While we are no longer CyberArk shareholders, having exited our position a few years after its IPO, we were proud to have been CyberArk’s leading and largest shareholder from its early days to several years after it became a public company and its emergence as an international category leader. While I was Chairman of the company, we partnered closely with the founders during the most formative years of its journey. Back in 2011, when many investors were ready to sell the company for $120 million, JVP chose to reinvest and increased our position to 47%, buying out early shareholders, bringing in Goldman Sachs as an equity investment partner, and partnering with management to lay the foundation for a strong international expansion.

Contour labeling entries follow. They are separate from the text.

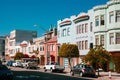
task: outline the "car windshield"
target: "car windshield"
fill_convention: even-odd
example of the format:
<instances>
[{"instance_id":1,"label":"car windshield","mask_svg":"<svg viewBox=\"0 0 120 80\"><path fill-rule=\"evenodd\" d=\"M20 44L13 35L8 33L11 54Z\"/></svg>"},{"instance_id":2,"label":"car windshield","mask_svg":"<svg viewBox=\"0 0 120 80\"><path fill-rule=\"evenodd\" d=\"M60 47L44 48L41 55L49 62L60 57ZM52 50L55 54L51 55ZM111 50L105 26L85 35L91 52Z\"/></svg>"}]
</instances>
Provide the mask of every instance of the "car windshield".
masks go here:
<instances>
[{"instance_id":1,"label":"car windshield","mask_svg":"<svg viewBox=\"0 0 120 80\"><path fill-rule=\"evenodd\" d=\"M85 68L92 68L90 65L84 65Z\"/></svg>"},{"instance_id":2,"label":"car windshield","mask_svg":"<svg viewBox=\"0 0 120 80\"><path fill-rule=\"evenodd\" d=\"M5 65L0 65L0 70L8 70L8 68Z\"/></svg>"}]
</instances>

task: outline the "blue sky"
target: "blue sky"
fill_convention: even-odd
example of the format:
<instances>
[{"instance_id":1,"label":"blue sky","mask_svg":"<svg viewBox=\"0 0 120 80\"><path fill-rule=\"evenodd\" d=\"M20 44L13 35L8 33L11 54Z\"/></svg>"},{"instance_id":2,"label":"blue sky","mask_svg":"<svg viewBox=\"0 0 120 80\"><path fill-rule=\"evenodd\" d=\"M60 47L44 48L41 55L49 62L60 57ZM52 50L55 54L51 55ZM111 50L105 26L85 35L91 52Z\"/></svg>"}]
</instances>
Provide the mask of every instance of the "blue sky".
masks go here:
<instances>
[{"instance_id":1,"label":"blue sky","mask_svg":"<svg viewBox=\"0 0 120 80\"><path fill-rule=\"evenodd\" d=\"M0 0L0 36L14 29L36 30L41 36L57 21L87 12L109 0ZM34 25L38 25L34 27ZM42 28L41 28L42 27Z\"/></svg>"}]
</instances>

That pivotal moment gave the company the opportunity to scale into a true global market leader. 

CyberArk has always been ahead of the curve—pioneering insider threat protection, secrets management, machine-to-machine authentication, and most recently, preparing the world for secure Agentic-AI infrastructure. Its merger with Palo Alto Networks positions it to lead the AI era with a fully integrated, end-to-end security platform. 

We invite you to revisit JVP’s unique role in CyberArk’s growth in this Forbes featureReuters press, and from CyberArk’s newsroom.

This milestone is a reminder that JVP’s tried and true approach – invest, reinvest, roll up our sleeves, and work diligently alongside founders and management teams to build category leading global companies – works. The JVP Way, developed over 30 years, is what enables JVP to build companies that lead and transform industries to the benefit of our investors.

Today, we continue to apply the same methodology to our current portfolio with company after company surpassing the $100 million revenue threshold, with JVP owning 40% or more, as they too become category-leading international businesses.